When President Obama came into office, the US economy was declining so swiftly many were fearful that the economic situation would develop into a second Great Depression. The Obama administration managed to get Congress to permit a relatively small fiscal stimulus program. (A larger stimulus package was seen by many in Washington as causing too great an increase in the total federal debt and thereby too burdensome for future generations.) The result of the small Obama fiscal stimulus program was that the economy did not collapse into another great depression that many had foreseen. From hindsight it is clear that the size of the Obama stimulus was too small to provide sufficient stimulus to restore prosperity.
People like Professor Cowen or Mitt Romney do not understand that if we were to develop a large fiscal stimulus program around a needed national infrastructure rebuilding, we could restore prosperity and confidence in the future of the American economy and simultaneously contribute to significantly improving our future standard of living. If the federal government were to let contracts for at least $1 trillion to private enterprise to rebuild failing highways, bridges, municipal water and sewage systems, and provide resources for our shrinking public and higher education systems, the entrepreneurial expectations of continuously ringing cash registers as firms are awarded these government contracts would quickly restore entrepreneurial confidence. The profit opportunities made available by this large government spending program would encourage firms to hire more workers and buy materials needed from other US firms.
The number of unemployed workers would shrink substantially. When these newly hired workers go out and spend their wages to rebuild their households and lives, the confidence of US retailers would immediately surge as these additional customers were breaking down the doors to get at the merchandise on the shelves.
Perhaps someone should teach Tyler Cowen and presidential candidate Romney the basic economic principle that nothing will build confidence of business firms and workers quicker than the continuous ringing of cash registers.

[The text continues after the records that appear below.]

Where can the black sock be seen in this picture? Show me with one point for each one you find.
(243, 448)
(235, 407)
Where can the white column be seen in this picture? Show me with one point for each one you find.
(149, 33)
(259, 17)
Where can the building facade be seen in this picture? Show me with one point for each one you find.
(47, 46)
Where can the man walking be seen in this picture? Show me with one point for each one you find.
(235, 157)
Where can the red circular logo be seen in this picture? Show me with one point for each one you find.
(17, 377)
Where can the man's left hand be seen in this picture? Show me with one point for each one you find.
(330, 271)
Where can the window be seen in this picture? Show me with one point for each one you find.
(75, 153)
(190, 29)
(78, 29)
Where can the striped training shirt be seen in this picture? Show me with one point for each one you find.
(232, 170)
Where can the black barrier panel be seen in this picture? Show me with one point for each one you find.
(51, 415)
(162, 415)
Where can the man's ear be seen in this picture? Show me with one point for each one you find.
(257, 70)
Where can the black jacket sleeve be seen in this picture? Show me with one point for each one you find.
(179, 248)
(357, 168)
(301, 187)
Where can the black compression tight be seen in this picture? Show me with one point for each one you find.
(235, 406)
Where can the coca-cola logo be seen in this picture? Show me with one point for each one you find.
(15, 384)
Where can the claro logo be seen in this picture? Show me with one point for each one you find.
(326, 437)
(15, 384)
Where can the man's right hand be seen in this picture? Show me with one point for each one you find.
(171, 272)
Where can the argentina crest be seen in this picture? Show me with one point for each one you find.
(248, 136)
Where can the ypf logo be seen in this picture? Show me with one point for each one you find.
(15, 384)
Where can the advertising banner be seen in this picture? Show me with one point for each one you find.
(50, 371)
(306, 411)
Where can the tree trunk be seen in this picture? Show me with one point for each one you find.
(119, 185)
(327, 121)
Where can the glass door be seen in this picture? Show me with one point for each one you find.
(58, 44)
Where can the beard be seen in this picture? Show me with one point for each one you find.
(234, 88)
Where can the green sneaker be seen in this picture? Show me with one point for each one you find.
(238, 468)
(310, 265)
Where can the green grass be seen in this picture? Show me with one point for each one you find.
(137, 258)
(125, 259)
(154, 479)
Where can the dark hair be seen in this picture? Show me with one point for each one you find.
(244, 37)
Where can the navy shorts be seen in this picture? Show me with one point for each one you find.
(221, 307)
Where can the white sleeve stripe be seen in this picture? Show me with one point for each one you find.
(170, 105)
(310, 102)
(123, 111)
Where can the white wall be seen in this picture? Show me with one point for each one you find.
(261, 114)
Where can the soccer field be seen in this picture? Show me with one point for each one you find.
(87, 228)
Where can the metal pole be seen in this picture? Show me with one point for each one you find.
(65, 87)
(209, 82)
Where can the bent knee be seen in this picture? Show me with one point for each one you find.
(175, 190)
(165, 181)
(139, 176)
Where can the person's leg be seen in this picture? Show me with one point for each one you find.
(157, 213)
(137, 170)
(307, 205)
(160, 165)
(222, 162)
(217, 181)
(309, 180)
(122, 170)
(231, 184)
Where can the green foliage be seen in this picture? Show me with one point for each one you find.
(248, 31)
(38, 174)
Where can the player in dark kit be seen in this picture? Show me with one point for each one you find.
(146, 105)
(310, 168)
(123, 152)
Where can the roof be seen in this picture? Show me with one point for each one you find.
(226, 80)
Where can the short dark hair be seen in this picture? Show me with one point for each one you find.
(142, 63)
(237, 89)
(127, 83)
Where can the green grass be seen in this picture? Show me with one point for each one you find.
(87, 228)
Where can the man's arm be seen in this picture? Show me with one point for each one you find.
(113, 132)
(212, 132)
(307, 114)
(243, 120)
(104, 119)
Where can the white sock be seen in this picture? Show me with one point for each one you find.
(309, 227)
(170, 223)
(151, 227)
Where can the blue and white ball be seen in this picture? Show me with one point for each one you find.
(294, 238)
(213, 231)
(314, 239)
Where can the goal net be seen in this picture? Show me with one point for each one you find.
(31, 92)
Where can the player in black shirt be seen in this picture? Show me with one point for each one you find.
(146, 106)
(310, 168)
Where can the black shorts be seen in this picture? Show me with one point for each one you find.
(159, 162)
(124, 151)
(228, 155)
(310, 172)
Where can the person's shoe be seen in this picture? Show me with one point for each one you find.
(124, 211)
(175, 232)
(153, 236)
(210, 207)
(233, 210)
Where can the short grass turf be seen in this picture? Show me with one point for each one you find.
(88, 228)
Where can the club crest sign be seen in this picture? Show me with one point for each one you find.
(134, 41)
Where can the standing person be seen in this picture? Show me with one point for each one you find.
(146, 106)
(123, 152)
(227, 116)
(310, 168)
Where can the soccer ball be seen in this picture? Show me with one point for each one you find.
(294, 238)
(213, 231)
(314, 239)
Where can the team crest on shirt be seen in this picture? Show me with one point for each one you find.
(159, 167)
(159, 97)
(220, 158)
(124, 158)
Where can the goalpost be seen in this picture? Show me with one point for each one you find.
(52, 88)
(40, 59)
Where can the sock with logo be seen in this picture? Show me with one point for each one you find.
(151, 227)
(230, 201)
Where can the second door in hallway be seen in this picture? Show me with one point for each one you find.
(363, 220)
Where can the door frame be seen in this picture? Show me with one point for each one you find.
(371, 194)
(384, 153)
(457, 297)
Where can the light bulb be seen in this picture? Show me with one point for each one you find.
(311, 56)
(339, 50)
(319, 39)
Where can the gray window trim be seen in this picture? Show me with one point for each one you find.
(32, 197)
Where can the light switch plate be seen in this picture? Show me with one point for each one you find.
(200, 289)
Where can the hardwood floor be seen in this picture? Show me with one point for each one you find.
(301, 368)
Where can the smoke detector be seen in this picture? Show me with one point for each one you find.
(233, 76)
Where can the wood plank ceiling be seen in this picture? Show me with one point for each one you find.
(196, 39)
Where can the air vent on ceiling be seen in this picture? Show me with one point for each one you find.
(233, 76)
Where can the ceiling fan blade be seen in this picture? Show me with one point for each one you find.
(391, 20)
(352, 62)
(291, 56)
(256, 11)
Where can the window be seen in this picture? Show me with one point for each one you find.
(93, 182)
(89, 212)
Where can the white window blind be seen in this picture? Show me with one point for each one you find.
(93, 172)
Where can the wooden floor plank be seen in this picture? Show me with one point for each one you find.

And there's more they don't want us to know. The fact is that even if this large, needed Keynesian stimulus spending were financed by large federal deficits, we would not be impoverishing our children. Instead we would be investing in the future of our children by providing them with an adequate educational system so they could be qualified to take on future productive hi-tech jobs. Restoring our infrastructure facilities makes it easy and inexpensive to bring goods to market, and it allows us to have safe, sanitary living conditions for enjoying a good life. These are the things that contribute to the productivity, health and happiness of our children. Not economic fairy tales.
Paul Davidson is the author of "The Keynes Solution: The Path to Global Economic Prosperity" and the editor of the Journal of Post Keynesian Economics.